Is there a real advantage to a single, dedicated drive for CAD files? Should this be a physical drive or does a separate partition get the same result?

Thanks,

Ed
 
Go a dedicated drive with a good back up system

Partitions are a cheap man's way of doing it and you will get what you pay for. If the drive ever goes bad, now you have lost 2 sets of data and not just one. Make sure that you have daily backups performed on the drive and double check the backups occasionally.

I worked in conjunction with another company on a project and their HDD ate the big one and their backup drive (unbeknown to them) wasn't working properly and they lost 6 months worth of data.
 
... copy files to a local drive and copy them back when the task is complete
Multiple copies throughout the organization is asking for trouble.
We keep the project files on the server (which is backed up nightly) and work on them there. When they are ready for production, we formally release them. We move the released files into a "Released" folder, sorted by project, which has restricted write priviledges.
We have run into too many problems letting designers work on their local drives, mainly with multiple file copies and no one knowing a month or more later which is the correct file.

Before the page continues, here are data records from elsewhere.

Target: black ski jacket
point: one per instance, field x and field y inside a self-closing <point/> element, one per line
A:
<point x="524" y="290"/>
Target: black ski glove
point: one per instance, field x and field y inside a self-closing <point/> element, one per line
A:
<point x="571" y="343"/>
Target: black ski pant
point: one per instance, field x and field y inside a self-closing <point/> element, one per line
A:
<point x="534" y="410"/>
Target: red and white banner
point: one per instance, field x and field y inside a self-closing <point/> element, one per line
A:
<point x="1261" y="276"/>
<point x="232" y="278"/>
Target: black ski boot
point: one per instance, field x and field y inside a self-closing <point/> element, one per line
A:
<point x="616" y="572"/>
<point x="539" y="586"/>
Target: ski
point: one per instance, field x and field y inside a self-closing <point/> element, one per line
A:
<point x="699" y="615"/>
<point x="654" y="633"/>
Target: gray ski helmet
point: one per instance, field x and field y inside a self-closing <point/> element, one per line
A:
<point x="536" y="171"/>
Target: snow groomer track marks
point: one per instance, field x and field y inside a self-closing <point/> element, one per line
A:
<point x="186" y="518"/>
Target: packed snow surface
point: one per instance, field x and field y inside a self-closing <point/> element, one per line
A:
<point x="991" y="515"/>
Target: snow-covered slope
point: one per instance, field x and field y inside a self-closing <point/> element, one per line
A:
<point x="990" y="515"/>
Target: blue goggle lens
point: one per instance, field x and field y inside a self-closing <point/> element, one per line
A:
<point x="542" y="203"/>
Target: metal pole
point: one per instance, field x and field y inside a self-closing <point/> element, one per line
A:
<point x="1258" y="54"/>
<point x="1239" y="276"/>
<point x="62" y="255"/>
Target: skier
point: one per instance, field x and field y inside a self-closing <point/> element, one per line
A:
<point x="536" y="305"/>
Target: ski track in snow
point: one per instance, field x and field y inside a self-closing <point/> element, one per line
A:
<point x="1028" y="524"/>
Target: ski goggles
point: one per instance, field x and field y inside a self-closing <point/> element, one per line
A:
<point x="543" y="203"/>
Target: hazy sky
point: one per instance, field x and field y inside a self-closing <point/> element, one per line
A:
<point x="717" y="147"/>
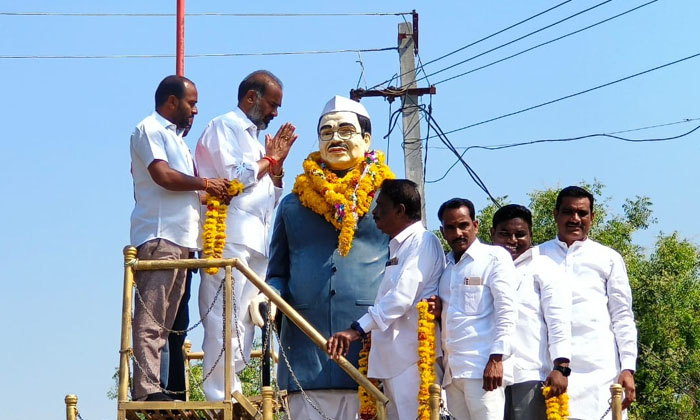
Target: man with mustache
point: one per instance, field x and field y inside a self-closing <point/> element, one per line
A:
<point x="604" y="335"/>
<point x="229" y="148"/>
<point x="476" y="297"/>
<point x="164" y="223"/>
<point x="327" y="258"/>
<point x="542" y="340"/>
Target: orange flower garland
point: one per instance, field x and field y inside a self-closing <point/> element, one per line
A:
<point x="214" y="230"/>
<point x="342" y="201"/>
<point x="426" y="358"/>
<point x="368" y="410"/>
<point x="557" y="407"/>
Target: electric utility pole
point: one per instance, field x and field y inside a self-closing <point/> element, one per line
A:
<point x="409" y="93"/>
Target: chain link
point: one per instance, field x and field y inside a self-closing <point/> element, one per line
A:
<point x="179" y="332"/>
<point x="296" y="380"/>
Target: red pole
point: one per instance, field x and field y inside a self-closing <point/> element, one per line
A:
<point x="180" y="34"/>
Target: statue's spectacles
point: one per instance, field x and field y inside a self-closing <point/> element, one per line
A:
<point x="344" y="133"/>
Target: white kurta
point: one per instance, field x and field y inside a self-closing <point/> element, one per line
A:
<point x="604" y="335"/>
<point x="229" y="148"/>
<point x="478" y="310"/>
<point x="543" y="326"/>
<point x="160" y="213"/>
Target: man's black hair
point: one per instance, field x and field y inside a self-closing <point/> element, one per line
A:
<point x="512" y="211"/>
<point x="403" y="191"/>
<point x="258" y="82"/>
<point x="171" y="85"/>
<point x="455" y="203"/>
<point x="575" y="192"/>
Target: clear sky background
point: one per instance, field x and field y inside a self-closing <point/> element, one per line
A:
<point x="67" y="122"/>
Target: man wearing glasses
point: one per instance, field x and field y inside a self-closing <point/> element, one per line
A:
<point x="327" y="258"/>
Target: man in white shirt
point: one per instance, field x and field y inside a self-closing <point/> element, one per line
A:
<point x="478" y="316"/>
<point x="416" y="261"/>
<point x="542" y="340"/>
<point x="229" y="148"/>
<point x="164" y="223"/>
<point x="603" y="331"/>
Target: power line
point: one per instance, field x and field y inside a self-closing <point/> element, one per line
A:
<point x="515" y="40"/>
<point x="569" y="139"/>
<point x="421" y="67"/>
<point x="545" y="43"/>
<point x="202" y="14"/>
<point x="26" y="57"/>
<point x="472" y="174"/>
<point x="575" y="94"/>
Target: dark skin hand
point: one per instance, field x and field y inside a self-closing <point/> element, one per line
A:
<point x="626" y="379"/>
<point x="493" y="372"/>
<point x="556" y="380"/>
<point x="339" y="344"/>
<point x="173" y="180"/>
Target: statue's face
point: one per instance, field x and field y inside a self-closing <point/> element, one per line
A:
<point x="340" y="142"/>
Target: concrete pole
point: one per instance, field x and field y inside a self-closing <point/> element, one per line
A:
<point x="413" y="151"/>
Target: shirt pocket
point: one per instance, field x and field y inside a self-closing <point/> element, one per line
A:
<point x="471" y="298"/>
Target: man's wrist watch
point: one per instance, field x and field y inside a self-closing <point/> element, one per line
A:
<point x="356" y="326"/>
<point x="565" y="370"/>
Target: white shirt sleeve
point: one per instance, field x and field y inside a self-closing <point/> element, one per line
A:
<point x="149" y="145"/>
<point x="501" y="284"/>
<point x="555" y="298"/>
<point x="621" y="315"/>
<point x="223" y="146"/>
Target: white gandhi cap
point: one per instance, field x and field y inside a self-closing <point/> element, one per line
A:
<point x="341" y="104"/>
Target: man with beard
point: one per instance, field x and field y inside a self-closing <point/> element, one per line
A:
<point x="476" y="297"/>
<point x="542" y="340"/>
<point x="603" y="332"/>
<point x="327" y="257"/>
<point x="229" y="148"/>
<point x="164" y="223"/>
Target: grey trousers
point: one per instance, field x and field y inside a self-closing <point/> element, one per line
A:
<point x="524" y="401"/>
<point x="161" y="291"/>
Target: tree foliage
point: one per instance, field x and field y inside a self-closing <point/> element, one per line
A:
<point x="666" y="299"/>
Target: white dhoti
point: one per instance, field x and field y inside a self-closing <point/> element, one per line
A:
<point x="337" y="404"/>
<point x="243" y="291"/>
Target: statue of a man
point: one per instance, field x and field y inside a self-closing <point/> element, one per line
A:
<point x="327" y="257"/>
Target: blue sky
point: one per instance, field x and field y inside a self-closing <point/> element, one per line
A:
<point x="68" y="121"/>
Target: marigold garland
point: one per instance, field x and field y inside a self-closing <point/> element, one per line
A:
<point x="368" y="409"/>
<point x="342" y="201"/>
<point x="214" y="230"/>
<point x="426" y="358"/>
<point x="557" y="407"/>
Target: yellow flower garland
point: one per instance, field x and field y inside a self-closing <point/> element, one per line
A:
<point x="426" y="358"/>
<point x="557" y="407"/>
<point x="214" y="231"/>
<point x="342" y="201"/>
<point x="368" y="409"/>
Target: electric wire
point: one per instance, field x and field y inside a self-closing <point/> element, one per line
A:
<point x="477" y="41"/>
<point x="569" y="139"/>
<point x="472" y="174"/>
<point x="515" y="40"/>
<point x="203" y="14"/>
<point x="544" y="43"/>
<point x="120" y="56"/>
<point x="576" y="94"/>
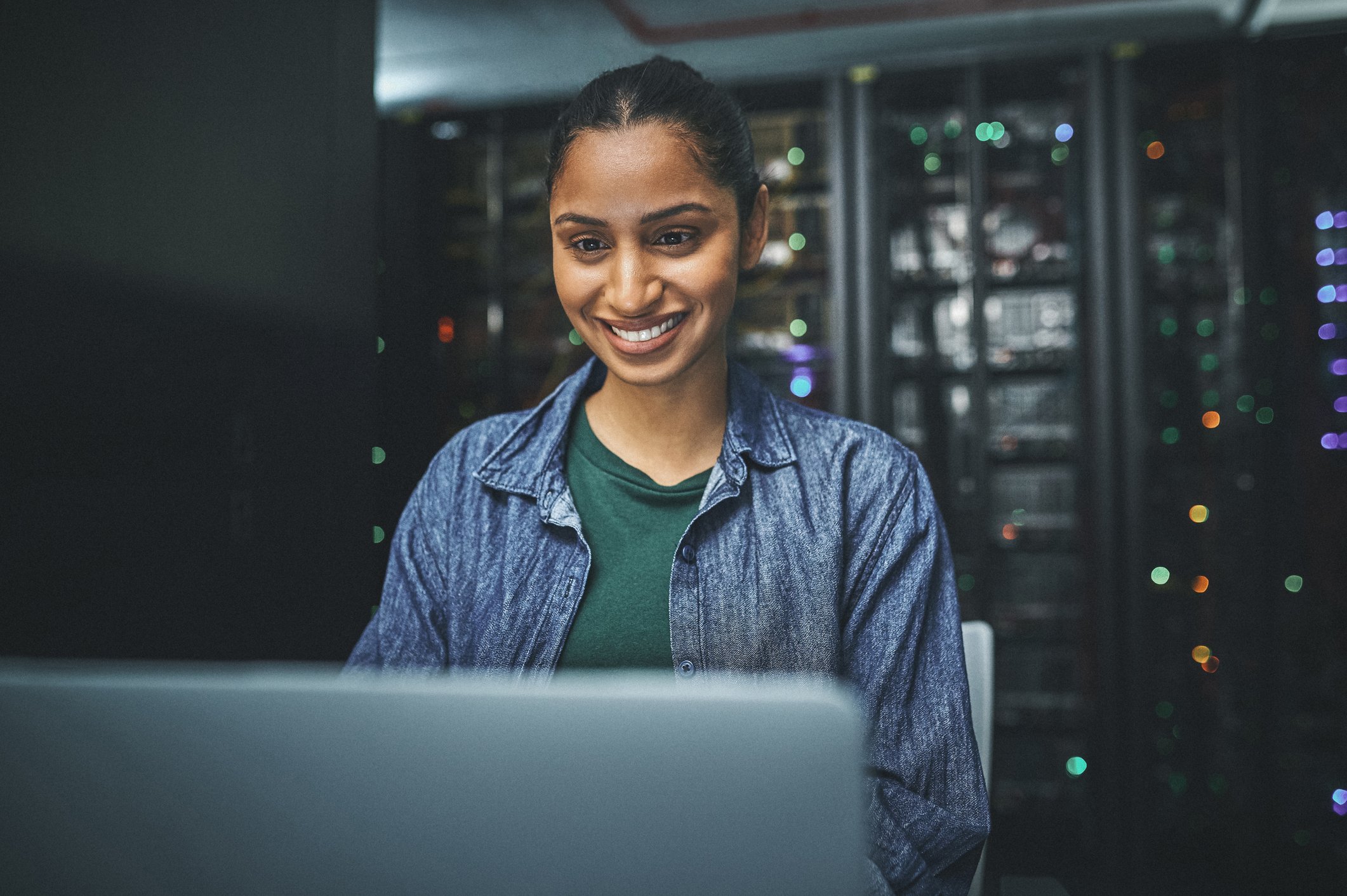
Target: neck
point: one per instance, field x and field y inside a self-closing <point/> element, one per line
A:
<point x="668" y="432"/>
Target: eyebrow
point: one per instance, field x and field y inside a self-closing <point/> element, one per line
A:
<point x="646" y="219"/>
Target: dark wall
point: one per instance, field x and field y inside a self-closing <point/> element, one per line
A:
<point x="188" y="312"/>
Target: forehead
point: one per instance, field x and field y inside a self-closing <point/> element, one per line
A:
<point x="640" y="166"/>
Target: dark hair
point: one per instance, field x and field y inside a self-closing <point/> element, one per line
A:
<point x="674" y="93"/>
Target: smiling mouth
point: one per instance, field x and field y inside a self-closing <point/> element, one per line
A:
<point x="646" y="336"/>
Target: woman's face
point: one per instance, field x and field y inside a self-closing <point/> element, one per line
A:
<point x="644" y="243"/>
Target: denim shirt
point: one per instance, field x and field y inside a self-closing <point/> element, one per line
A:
<point x="816" y="548"/>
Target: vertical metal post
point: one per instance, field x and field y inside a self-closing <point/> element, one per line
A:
<point x="841" y="259"/>
<point x="1101" y="460"/>
<point x="869" y="388"/>
<point x="1132" y="428"/>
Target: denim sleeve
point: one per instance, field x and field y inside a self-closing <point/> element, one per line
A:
<point x="406" y="631"/>
<point x="903" y="654"/>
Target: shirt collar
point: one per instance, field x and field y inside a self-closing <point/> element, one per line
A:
<point x="530" y="460"/>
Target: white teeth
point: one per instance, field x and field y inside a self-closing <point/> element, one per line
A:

This is more of a generic CAD PDM issue, not just SW, and you may get more info if posted in Engineering Configuration Management Forum forum781

"Good to know you got shoes to wear when you find the floor." - [small]Robert Hunter[/small]
 
We use numbered file names, and save them in numbered folders. Numbers are generated on first come, first served basis, and are not significant. The trick here is to have a good search method to find things. This system does some very important things for us:
1) there is no need to spend any time on thinking up a file name, and where to save it.
2) file names are 100% unique - no more screen messages that say the internal ID does not match the intended part to load
3) any one can identify at a glance that all files in a folder are in the correct place. If you find something in the wrong place you can move it, and when SW can't find the file next time around, it is easy to browse to.
4) we can progamaticaly create hyperlinks to parts, assemblies and drawings, be cause we can predict the full path to the files.
How you set up your system is a matter of preference, but we use 5 digit numbers, mirrored parts have the same filename plus an "M" eg 12345M. We store 100 numbers in a folder.